- A produção automotiva da Argentina caiu 18,3% no primeiro semestre, totalizando 204.658 veículos, com queda também nas exportações e nas vendas no atacado.
- Em junho, a produção foi de 37.029 veículos, 1,9% abaixo de maio e 13,6% menor do que junho de 2025.
- A ADEFA aponta que o ritmo de recuperação é moderado, com a indústria passando por um processo de adaptação e renovação de oferta.
- As vendas internas de veículos recuaram 9,9% no semestre, apesar do aumento de 22,5% no atacado para concessionárias em junho.
- No externo, as exportações somaram 126.893 veículos no semestre, queda de 2,1% em relação ao mesmo período de 2025; os modelos mais vendidos foram Toyota Hilux, Fiat Cronos e Peugeot 208.

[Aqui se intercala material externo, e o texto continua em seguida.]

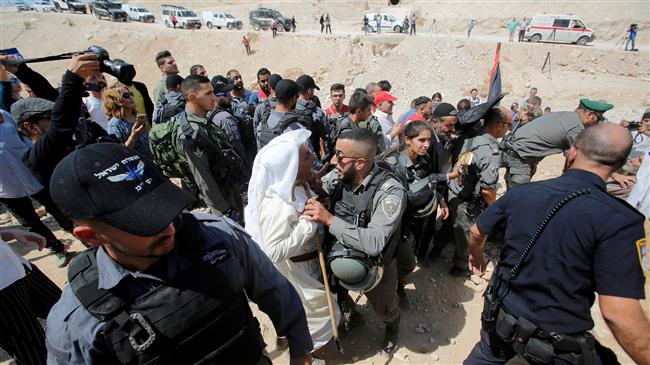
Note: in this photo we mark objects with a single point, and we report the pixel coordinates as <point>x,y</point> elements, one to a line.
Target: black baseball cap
<point>221,85</point>
<point>287,89</point>
<point>118,186</point>
<point>444,110</point>
<point>273,80</point>
<point>307,82</point>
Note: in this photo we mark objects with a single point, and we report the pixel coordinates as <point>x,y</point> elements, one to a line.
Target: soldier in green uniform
<point>477,188</point>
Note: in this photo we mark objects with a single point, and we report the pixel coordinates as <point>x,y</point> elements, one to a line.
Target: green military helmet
<point>354,269</point>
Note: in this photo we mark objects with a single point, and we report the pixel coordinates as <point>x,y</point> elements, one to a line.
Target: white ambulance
<point>559,28</point>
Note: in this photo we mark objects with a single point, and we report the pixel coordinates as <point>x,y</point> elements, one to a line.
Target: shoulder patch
<point>642,249</point>
<point>391,206</point>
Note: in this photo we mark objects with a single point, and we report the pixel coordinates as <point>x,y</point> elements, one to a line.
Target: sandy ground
<point>441,58</point>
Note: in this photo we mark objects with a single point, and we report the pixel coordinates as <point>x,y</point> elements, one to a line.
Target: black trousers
<point>23,210</point>
<point>21,303</point>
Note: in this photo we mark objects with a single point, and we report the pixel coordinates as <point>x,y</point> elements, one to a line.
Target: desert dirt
<point>443,322</point>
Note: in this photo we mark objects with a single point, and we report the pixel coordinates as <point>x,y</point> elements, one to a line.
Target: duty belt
<point>540,346</point>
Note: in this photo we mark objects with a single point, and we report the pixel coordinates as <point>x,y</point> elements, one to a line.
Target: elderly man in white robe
<point>273,216</point>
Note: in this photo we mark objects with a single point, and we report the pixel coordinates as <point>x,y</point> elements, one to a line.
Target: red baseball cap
<point>383,96</point>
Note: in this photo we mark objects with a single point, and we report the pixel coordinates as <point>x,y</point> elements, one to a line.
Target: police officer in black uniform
<point>158,285</point>
<point>565,239</point>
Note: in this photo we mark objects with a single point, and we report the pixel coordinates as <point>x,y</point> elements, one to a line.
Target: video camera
<point>123,71</point>
<point>634,125</point>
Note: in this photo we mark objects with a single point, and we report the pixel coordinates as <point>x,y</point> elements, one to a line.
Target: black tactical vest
<point>357,208</point>
<point>195,318</point>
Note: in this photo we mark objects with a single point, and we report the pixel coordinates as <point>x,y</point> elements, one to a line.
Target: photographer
<point>640,132</point>
<point>124,125</point>
<point>631,37</point>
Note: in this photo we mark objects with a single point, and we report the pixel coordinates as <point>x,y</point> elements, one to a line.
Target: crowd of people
<point>308,206</point>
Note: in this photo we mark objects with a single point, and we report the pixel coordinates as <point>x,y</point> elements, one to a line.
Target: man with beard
<point>263,76</point>
<point>366,206</point>
<point>222,117</point>
<point>167,65</point>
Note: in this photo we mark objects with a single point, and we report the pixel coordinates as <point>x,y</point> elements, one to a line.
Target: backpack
<point>166,110</point>
<point>172,160</point>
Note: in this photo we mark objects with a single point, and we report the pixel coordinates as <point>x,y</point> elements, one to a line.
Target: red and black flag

A indústria automotiva da Argentina encerrou o primeiro semestre com queda na produção, sinalizando uma recuperação mais lenta para 2026. Entre janeiro e junho, foram fabricados 204.658 veículos, 18,3% a menos que no mesmo período de 2025. Exportações e vendas no atacado também recuaram.
De acordo com a ADEFA, em junho a produção ficou em 37.029 veículos, entre carros de passeio e utilitários leves, registrando quedas de 1,9% ante maio e de 13,6% frente a junho de 2025. O desempenho reflete o processo de transformação pelo qual o setor vem passando.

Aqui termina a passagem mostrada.